„Centrifics“ von Marina Allen: Das Besondere im Unscheinbaren
Das Folkpopalbum „Centrifics“ von Marina Allen leistet auch in krisengeschüttelten Zeiten seine Dienste.
Darf man in krisengeschüttelten Zeiten nostalgiegefärbten Folkpop spielen, den kein Wässerchen zu trüben scheint? Marina Allen darf. Die US-Amerikanerin lehnt mit ihrem zweiten Album so entspannt an Carole King, Karen Carpenter und Joni Mitchell, dass man zweimal hinhören muss, um „Centrifics“ von Marina Allen nicht als bloße Vintage-Kopie abzutun.
Dabei hat Allen erst vergangenes Jahr ihr Debütalbum „Candlepower“ veröffentlicht, mit dem die Musikerin zu einer der wichtigsten Stimmen ihrer Generation verklärt wurde. Damals hatte sich die Debütantin noch arg hippiesk gezeigt, mit psychedelisch mäandernden Einflüssen, die nicht so recht zu einem Fluss finden wollten. Allerdings hat Allen mit dem finalen Stück „Reunion“ bereits gezeigt, in welche Richtung es gehen könnte.
Für „Centrifics“ hat Marina Allen die West-Coast-Einflüsse der 60er und 70er homogenisiert
Für ihr nur anderthalb Jahre später erscheinendes zweites Album hat die Kalifornierin die West-Coast-Einflüsse der 60er und 70er homogenisiert. Es ist vor allem das Klavier, mit dem Allen ihren Sound bestimmt: hüpfende Akkorde, ein selbstbewusstes Arrangement, das geschmeidig von einem Schlagzeugbeat und unaufdringlichen Streichern flankiert wird – vielseitig und doch schnörkellos. Allens großer Pluspunkt ist ihre Stimme, die selbst in den lieblichen Momenten mit Flöten und Uhuuh-Gesang noch Bodenhaftung behält.

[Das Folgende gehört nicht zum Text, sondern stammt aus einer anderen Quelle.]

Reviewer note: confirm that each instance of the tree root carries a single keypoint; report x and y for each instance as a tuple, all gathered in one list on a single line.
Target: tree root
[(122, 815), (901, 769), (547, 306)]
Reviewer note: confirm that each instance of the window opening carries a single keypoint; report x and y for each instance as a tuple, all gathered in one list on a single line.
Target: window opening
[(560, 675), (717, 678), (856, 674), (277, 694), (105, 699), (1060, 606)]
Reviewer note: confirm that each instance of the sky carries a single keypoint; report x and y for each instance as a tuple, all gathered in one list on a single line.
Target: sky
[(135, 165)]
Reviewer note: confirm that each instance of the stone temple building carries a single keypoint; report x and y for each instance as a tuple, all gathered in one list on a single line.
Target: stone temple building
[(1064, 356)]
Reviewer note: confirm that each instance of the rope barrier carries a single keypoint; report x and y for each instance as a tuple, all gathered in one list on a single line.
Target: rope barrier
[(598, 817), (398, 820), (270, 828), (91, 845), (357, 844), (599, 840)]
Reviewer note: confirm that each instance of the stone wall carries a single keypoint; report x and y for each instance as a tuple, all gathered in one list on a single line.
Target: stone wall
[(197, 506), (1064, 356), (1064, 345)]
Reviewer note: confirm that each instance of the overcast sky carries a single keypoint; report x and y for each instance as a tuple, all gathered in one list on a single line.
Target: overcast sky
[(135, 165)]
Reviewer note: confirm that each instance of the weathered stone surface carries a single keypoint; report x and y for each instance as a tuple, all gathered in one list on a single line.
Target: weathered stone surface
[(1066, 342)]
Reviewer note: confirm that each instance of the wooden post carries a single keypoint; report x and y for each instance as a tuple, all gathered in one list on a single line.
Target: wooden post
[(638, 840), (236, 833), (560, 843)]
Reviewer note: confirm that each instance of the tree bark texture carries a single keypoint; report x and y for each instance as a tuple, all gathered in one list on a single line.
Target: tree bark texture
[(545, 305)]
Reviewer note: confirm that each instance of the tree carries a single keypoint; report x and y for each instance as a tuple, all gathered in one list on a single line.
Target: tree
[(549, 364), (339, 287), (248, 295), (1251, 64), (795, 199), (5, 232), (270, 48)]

Anders als bei „Candlepower“ ist auf „Centrifics“ das Songwriting zielgerichteter. Es geht noch immer um Gefühle, um verpasste Chancen und die ewigen Sinnfragen. Aber die Musikerin verpackt ihre Texte mit literarischen und popkulturellen Referenzen, damit sie über die reine Nabelschau hinausweisen. Poetisch, witzig, klug sind ihre lyrischen Betrachtungen – das Besondere lauert im Unscheinbaren: „I’m a race driver“ singt sie in „Getting better“ und widerspricht so der verträumten Schläfrigkeit des Songs. In „Or else“ wagt sie mehr Tempo, mehr Countryfeeling, und in den Lyrics heißt es passend: „I’m the broken glass in the sole of your shoe, I’m walking me home with you.” Ein Album, das nichts an den Krisen unserer Zeit ändert, uns aber für den Kampf stärkt.